Cull cow sales are approximately 15 percent of annual income for a cow/calf enterprise. Yet, cull cows are often overlooked when considering a marketing plan or strategy for the ranch. The cull cow market is one of the more predictable markets for cow/calf producers. If producers are willing to make some management changes, significant gains can be made from cull cow sales.
Dr. Dillon Feuz authored a useful bulletin titled “Marketing and Feeding Cull Cows.” It can be found at cattlemarketanalysis.org/downloads by clicking on the marketing cull cows option.
Even if a producer is not willing to make management changes to take advantage of cull cow prices, carefully watching the market can also add significant value. As I watched one of our Wyoming markets last fall, I consistently saw an every-other-week pattern on cull cows. This every other week pattern would often lead to price differences of five dollars to $10 per cwt. On 10 1,200-pound cull cows that could be as much as $1,200 just by watching the market and waiting one week to take your culls.
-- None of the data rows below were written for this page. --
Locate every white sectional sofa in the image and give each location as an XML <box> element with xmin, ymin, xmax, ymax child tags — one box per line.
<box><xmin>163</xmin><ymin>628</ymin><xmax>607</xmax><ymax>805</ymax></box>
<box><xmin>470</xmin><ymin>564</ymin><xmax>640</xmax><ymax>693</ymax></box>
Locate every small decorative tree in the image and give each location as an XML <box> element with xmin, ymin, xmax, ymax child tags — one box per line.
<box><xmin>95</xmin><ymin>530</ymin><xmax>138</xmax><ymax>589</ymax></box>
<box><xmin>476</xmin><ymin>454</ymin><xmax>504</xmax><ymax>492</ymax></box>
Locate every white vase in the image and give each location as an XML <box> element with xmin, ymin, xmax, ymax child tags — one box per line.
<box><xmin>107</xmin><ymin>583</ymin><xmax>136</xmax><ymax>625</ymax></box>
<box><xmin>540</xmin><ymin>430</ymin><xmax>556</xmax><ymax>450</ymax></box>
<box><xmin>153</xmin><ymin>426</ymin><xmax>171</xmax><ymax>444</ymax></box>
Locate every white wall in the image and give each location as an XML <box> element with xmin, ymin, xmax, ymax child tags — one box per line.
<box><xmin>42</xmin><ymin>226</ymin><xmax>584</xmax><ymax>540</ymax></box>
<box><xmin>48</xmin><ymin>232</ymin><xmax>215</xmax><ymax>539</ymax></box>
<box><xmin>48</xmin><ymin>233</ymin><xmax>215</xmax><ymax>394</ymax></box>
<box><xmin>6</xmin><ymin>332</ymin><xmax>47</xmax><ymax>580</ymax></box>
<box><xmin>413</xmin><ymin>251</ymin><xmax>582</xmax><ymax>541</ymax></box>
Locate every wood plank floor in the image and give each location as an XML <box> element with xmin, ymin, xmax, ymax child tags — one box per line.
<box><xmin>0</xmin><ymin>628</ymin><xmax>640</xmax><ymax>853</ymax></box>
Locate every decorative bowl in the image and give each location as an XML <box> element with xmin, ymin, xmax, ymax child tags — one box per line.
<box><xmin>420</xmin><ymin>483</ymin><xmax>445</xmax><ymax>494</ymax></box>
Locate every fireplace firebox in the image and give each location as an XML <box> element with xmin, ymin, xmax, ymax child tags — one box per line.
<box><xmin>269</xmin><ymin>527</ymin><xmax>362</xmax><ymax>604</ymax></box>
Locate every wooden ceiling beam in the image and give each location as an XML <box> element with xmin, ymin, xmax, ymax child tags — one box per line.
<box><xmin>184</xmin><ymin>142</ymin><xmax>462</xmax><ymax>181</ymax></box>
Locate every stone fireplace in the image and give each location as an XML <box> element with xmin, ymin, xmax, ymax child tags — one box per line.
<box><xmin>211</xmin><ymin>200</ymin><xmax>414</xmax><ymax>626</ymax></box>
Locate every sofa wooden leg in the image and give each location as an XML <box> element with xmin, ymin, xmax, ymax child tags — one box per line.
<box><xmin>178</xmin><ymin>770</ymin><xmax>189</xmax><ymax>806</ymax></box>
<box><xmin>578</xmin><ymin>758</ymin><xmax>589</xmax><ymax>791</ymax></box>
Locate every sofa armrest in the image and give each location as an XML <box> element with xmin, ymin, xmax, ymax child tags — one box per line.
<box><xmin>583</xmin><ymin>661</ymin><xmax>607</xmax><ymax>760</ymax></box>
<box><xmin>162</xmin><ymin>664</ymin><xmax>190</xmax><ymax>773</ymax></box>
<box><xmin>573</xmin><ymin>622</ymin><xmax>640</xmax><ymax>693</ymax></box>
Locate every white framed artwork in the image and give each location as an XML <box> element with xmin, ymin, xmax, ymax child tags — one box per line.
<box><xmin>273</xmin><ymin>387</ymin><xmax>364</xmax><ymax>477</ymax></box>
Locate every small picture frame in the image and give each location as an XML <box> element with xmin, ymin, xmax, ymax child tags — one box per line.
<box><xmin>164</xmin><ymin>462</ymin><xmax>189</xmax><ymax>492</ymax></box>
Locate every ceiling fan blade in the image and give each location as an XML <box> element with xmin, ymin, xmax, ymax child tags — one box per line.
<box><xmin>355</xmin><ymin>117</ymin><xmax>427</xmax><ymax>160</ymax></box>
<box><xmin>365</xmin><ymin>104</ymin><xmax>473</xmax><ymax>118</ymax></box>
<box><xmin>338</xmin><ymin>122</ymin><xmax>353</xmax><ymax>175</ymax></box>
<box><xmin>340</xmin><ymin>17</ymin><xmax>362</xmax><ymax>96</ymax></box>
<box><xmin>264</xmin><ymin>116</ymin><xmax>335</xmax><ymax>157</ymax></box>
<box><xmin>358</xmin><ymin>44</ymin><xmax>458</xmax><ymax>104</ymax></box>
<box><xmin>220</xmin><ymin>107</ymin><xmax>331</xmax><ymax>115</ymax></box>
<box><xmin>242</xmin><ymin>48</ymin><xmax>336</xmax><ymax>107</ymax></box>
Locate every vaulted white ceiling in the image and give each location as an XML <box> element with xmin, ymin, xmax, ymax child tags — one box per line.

Another consideration is use of a risk management tool.
Often times we think of risk management tools, such as the futures and options market or insurance products, as tools to help us in downward trending markets. However, as I watch producers I am convinced these tools can help as much in strong markets as well.
Cow/calf producers have a lot of capital and labor, as well as blood, sweat and tears, tied up in each calf crop. Because of this significant investment in each calf crop, producers are extremely motivated to sell and often are willing to take the first reasonable price offer.
One strategy to improve bargaining position could be to purchase Livestock Risk Protection (LRP) Insurance. A producer using this strategy would purchase LRP Insurance essentially establishing a floor price for their calves. That floor price would be the insured coverage price minus the insurance premium. Using this strategy takes much of the stress of marketing cattle away from the negotiation. No longer is a producer compelled to take that first reasonable offer, but they are in a position to be able to focus on getting a quality price. The knowledge that they are assured a minimum acceptable price through LRP insurance gives the producer a good bargaining advantage.
Do not passively market cattle.
This last of Feuz’s five common mistakes in marketing cattle really encompasses all of the above mistakes. Producers often devote significant time and energy into managing things like genetics, range, pasture, nutrition, etc. These things are important and can lead to profitability and success. However, these same producers often market cattle based on tradition, convenience or habit. After putting all of the effort into producing cattle, a passive marketing strategy can cost producers and reduce overall profitability.
Even if it takes you out of your comfort zone, spend as much time and energy on your marketing plan as your range plan and you will reap the benefits. Actively market cattle by seeking out market data, trends and niche opportunities to capitalize on the efforts that went into production.